書評<【中東大混迷を解く】 シーア派とスンニ派>
1990年代以降、次々に不安定化していく中東諸国。その原因として、”宗派対立”を中心にもってくる論者は多い。いわゆるシーア派とスンニ派の対立である。人々が妥協することが出来ない宗教派閥を中東の混乱の根本要因の1つとして据えると、確かに複雑な中東情勢を「理解したつもり」になれる。果たしてそうなのか?気鋭の中東学者が、中東の混迷の要因として宗派対立を解説する。
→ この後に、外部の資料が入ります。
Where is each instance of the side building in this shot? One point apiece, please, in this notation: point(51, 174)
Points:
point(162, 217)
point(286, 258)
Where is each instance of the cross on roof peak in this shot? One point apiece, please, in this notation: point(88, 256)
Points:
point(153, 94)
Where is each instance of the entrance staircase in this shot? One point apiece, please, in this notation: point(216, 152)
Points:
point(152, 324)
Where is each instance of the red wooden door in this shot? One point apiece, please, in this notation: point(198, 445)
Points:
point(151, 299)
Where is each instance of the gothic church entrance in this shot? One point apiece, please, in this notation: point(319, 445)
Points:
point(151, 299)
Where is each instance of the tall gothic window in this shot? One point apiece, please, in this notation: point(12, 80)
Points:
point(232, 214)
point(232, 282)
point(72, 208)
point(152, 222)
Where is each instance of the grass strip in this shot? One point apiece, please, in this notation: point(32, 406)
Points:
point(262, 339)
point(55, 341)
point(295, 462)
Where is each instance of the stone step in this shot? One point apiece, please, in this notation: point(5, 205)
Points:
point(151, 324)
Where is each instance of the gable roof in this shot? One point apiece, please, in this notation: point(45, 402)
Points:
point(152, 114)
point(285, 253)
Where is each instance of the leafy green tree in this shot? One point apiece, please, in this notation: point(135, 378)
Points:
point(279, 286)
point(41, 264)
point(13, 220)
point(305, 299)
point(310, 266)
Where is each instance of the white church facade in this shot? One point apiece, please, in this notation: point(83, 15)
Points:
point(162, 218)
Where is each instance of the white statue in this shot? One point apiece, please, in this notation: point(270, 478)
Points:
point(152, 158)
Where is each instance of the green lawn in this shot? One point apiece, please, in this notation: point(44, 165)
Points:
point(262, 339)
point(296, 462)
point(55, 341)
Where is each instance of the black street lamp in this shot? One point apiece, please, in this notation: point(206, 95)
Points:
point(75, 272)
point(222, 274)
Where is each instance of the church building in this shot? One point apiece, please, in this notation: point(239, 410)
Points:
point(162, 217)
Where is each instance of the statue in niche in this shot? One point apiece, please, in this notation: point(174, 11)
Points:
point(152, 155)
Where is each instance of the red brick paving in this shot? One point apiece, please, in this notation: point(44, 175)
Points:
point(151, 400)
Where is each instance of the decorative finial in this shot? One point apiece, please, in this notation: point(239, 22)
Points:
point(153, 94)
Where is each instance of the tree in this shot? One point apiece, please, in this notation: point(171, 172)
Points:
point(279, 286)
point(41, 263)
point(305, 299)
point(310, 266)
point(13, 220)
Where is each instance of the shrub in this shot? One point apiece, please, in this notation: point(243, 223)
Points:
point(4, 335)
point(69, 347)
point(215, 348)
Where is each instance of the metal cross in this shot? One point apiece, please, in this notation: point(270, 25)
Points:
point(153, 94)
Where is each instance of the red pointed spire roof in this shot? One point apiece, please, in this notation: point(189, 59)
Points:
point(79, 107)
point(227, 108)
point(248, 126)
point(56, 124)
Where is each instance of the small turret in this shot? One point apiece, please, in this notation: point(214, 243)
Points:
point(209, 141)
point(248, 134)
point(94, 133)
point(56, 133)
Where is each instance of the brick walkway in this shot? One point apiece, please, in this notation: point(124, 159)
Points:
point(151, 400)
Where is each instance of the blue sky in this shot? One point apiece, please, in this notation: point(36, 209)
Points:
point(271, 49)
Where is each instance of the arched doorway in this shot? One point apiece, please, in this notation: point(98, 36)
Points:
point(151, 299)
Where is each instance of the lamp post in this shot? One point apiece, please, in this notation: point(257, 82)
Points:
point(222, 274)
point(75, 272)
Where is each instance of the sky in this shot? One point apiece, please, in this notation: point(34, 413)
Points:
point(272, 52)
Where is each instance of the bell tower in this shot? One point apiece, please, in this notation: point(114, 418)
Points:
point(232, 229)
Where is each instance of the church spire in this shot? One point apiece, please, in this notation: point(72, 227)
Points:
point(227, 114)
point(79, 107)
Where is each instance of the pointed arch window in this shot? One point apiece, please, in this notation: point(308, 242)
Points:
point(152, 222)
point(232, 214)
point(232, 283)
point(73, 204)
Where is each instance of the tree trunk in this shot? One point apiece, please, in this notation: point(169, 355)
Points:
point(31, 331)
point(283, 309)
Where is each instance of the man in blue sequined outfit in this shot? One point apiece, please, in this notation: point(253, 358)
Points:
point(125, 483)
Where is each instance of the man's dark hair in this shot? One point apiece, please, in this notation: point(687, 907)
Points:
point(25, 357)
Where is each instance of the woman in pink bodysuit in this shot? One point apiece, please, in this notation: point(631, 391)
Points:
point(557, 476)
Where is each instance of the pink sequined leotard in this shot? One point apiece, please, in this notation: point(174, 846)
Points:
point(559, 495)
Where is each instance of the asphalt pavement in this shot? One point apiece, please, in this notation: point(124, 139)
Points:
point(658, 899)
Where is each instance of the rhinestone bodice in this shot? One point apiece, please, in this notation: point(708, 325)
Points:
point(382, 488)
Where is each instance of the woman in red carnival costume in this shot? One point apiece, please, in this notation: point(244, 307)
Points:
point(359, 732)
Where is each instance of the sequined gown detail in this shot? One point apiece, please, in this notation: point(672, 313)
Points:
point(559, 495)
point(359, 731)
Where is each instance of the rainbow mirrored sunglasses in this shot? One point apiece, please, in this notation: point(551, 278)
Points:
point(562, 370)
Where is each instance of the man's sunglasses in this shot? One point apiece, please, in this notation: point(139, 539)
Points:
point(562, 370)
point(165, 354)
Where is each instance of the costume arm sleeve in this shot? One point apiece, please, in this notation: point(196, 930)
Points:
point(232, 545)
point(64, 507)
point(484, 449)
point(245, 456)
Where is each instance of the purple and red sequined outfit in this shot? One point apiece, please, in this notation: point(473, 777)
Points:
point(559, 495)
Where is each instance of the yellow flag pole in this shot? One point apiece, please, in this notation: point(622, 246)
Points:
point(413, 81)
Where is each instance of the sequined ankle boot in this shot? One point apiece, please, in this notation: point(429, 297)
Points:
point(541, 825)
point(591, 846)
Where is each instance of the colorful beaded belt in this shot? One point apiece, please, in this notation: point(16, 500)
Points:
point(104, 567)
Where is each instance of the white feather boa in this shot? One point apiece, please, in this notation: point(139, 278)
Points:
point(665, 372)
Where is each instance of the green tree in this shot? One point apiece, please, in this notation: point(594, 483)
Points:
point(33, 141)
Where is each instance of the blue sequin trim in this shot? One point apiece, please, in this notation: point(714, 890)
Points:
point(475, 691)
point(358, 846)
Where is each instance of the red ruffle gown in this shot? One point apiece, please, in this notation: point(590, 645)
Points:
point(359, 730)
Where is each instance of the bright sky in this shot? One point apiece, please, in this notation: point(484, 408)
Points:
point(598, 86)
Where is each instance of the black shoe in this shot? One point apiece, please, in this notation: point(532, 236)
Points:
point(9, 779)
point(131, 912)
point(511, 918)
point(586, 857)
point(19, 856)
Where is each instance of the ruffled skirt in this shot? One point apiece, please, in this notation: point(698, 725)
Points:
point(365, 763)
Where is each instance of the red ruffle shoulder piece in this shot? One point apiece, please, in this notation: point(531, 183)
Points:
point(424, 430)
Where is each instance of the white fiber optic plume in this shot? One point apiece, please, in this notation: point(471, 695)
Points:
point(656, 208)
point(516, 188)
著者の「スンニ派とシーア派は宗派として対立しているわけではない。なぜなら、どちらの宗派とも相手を改宗しようとしているわけではないからである(要約)。」との一文が、我々の大いなる誤解を解いてくれる。経済、氏族、領土、資源など様々な利害対立をまとめているのがスンニ派とシーア派であるだけなのだ。もっといえば、イランとサウジアラビアという大国の中東における覇権争いが、「宗派」の名を借りているともいえるのだ。民主化や世俗化の度合いとか、イスラム教の原典への回帰など”イスラム教の論理”で語られがちな中東情勢の理解の幅を拡げてくれるテキスト的な一冊である。